Il pleut à verse, le tonnerre gronde, le lac gris comme le plomb noie les gouttes, la passerelle a des airs de ligne peinte à l'encre de Chine. Calée entre deux coussins sur le tapis, Lana regarde les mains de Max qui s'agitent comme des marionnettes quand la porte s'ouvre brusquement sur les deux vieux mouillés comme des rats. Cette fois, il y a une fuite au toit, l'eau tombe dans la chambre de la vieille, une tuile s'est sûrement déplacée. Le vieux ne peut pas monter la remettre en place, c'est trop haut. Faute de mieux ils ont mis une bassine et ils sont venus lui demander de l'aide.
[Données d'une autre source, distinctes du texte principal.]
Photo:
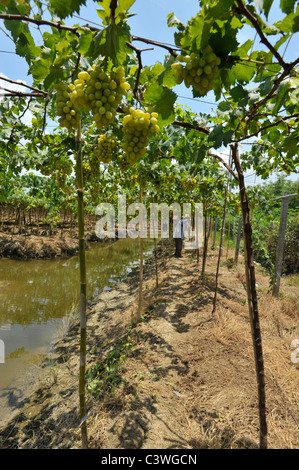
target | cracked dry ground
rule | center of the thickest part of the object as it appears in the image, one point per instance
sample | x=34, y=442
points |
x=189, y=381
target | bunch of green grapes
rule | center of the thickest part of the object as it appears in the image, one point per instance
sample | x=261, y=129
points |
x=103, y=94
x=142, y=177
x=105, y=148
x=95, y=192
x=64, y=166
x=197, y=70
x=60, y=178
x=66, y=107
x=189, y=184
x=87, y=172
x=123, y=162
x=134, y=179
x=139, y=127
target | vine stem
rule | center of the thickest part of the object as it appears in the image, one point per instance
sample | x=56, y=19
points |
x=82, y=366
x=252, y=300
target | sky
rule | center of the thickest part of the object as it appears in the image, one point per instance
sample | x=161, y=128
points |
x=149, y=22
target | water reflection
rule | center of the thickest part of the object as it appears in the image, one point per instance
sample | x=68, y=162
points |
x=34, y=294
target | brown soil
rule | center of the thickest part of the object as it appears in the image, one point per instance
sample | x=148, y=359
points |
x=188, y=378
x=43, y=243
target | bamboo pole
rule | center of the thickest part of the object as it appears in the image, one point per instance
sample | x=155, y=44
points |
x=238, y=240
x=82, y=367
x=280, y=243
x=140, y=296
x=220, y=250
x=252, y=300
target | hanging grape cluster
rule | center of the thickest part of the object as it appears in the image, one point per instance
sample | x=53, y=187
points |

« Il est joli ce bébé. Qui est-ce ? »
Quel mensonge Max pourrait-il leur servir ? C'est ma nièce, ma petite-fille, une petite cousine. Une idée lui traverse l'esprit : « C'est un elfe que m'a confié une fée », mais ne le dit pas. À la place il ose n'importe quoi : « C'est ma fille, mais sa mère est partie ». Tout bien réfléchi, c'est la vérité, au moins pour la seconde partie de la phrase. La semaine dernière, il a fait un crochet par le bar, mais personne ne connaissait vraiment la jeune femme. Il était très inquiet. Disparaître comme ça en laissant son bébé à un quasi-inconnu n'augurait rien de bon. Il a acheté les journaux pour surveiller les faits-divers sans découvrir de piste qui l'aurait renseigné sur ce qui aurait pu arriver à la fille. Devait-il prévenir quelqu'un ? Qui ? En lui confiant huit kilos d'innocence c'est comme si elle lui avait attaché un boulet au pied qui l'empêche de partir à sa recherche. La vieille a essuyé ses lunettes, elle fait un signe en direction de Lana qui se met à frapper des mains et arrache le bonnet qu'elle a sur la tête pour le lui tendre avec ravissement. Le vieux s'approche, la petite lui saisit le doigt et le secoue. Ses yeux deviennent humides. Il dit : « Avec ma femme on n'a pas eu d'enfant, elle pouvait pas. Après, avec la belle-sœur, c'était trop tard. Ça peut paraître bizarre, mais je les ai aimées toutes les deux et elles aussi. Alors les miracles, j'y crois un peu, comme aux enfants venus de nulle part. » La vieille n'ajoute rien, mais elle approuve de la tête. On se trompe souvent quand on tente d'imaginer la vie des autres, leur passé ou leur avenir. Si des visages ridés ont eu des élans amoureux qui les illuminaient, il est possible qu'un jour les jambes vives et musclées de la mère de Lana décident de courir pour revenir. Tout est possible, c'est une consolation. Les journaux ont terminé en papier pour épluchures de légumes comme un passé qui ne sert plus à rien.
 
Max habite sur une île au milieu d'un lac reliée au rivage par une passerelle. Il a une fille blonde aux yeux ambre et verts qui sait nager et qui marche en faisant claquer les planches pour rejoindre la maison au toit pentu sur lequel une tuile plus rouge que les autres se détache. La vieille lui raconte des histoires d'animaux de la forêt, de petits chats, de filles jumelles qui n'avaient jamais voulu se séparer. Le vieux l'emmène au bord de la piste d'aviation presque disparue sous les herbes folles et ne laissant apparaître le béton que par plaques délavées. Lana tend les bras en imitant le bruit d'un moteur, elle tourne à en tomber par terre puis elle se relève et crie qu'un jour elle sera pilote. Max est d'accord, il sait qu'elle non plus il ne pourra pas la retenir. Son cœur a fait provision de joie pendant toutes ces années ce qui ne l'empêche pas de penser : « Le plus tard possible... ».